When is the destructor called in C++?

Question

I'm trying to understand why the destructor is called in the following code.

I guess the function f() triggers somehow the destructor, but I can't figure out why.

#include <iostream>
using namespace std;

class c {
    int* p;

public:
    c() { p = new int(1); }
    void display() { cout << *p << endl; }
    ~c() { delete p; }
};

void f(c){};

void main() {
    c o;
    f(o);
    o.display();
    getchar();
}

The output is -572662307 and, at the end, this runtime exception is thrown: CrtIsValidHeapPointer(block). The destructor was called and the pointer at that specific address, deleted.

Answer 1

f()'s input parameter is taken by value, so a copy of o gets made when f(o) is called. That copy is destructed when it goes out of scope when f() exits.

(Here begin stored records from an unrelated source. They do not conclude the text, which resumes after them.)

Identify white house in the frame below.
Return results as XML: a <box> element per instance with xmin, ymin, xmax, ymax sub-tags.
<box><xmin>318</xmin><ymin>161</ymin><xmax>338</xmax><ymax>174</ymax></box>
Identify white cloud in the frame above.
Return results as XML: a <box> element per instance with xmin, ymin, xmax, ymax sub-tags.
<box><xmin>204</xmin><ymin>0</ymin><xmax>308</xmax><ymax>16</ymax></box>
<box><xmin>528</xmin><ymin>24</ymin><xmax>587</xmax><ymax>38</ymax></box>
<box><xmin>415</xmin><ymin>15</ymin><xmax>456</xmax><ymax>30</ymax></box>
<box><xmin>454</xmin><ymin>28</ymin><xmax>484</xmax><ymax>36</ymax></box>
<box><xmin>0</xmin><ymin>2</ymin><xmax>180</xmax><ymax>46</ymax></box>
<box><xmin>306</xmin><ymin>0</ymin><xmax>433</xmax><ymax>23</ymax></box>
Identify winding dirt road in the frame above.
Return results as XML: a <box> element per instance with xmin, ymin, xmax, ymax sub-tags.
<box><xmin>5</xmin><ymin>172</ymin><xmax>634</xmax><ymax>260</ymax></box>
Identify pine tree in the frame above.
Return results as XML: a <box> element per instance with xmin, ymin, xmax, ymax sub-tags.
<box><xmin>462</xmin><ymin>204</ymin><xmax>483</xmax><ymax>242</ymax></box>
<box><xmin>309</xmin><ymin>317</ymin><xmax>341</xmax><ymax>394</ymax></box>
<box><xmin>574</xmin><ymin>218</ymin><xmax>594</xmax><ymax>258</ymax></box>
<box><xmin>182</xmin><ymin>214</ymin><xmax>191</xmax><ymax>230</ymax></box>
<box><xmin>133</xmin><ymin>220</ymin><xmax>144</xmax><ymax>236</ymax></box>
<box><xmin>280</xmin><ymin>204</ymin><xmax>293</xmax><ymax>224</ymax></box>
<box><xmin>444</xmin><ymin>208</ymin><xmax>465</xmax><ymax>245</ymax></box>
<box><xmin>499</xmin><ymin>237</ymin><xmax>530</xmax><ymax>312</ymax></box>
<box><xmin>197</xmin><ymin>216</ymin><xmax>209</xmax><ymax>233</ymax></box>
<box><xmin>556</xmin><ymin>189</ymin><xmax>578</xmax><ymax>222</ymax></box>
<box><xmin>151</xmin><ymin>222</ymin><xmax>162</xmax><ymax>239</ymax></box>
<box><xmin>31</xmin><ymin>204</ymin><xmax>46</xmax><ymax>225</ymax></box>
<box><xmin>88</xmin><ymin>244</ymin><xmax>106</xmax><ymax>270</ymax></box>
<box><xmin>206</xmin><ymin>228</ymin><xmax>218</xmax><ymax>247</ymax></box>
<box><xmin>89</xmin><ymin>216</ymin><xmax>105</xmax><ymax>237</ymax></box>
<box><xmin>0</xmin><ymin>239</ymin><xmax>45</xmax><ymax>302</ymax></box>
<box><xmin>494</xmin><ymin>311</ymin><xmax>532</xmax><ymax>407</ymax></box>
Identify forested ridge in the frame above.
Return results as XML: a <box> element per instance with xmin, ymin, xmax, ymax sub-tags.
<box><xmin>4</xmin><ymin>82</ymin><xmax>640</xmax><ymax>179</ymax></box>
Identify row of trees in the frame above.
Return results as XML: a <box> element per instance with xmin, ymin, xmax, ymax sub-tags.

Your c class is violating the Rule of 3 by not defining a copy constructor or a copy assignment operator. So the copied c object inside of f() will end up holding the same p pointer value as the o object in main(). When the copy is destroyed, its destructor frees the int, leaving o in main() with a dangling pointer to invalid memory, and the subsequent call to o.display() will have undefined behavior. You need to implement proper copy sematics in your c class:

class c {
    int* p;

public:
    c() { p = new int(1); }
    c(const c &src) { p = new int(*(src.p)); }
    ~c() { delete p; }

    c& operator=(const c &rhs) { *p = *(rhs.p); return *this; }

    void display() const { cout << *p << endl; }
};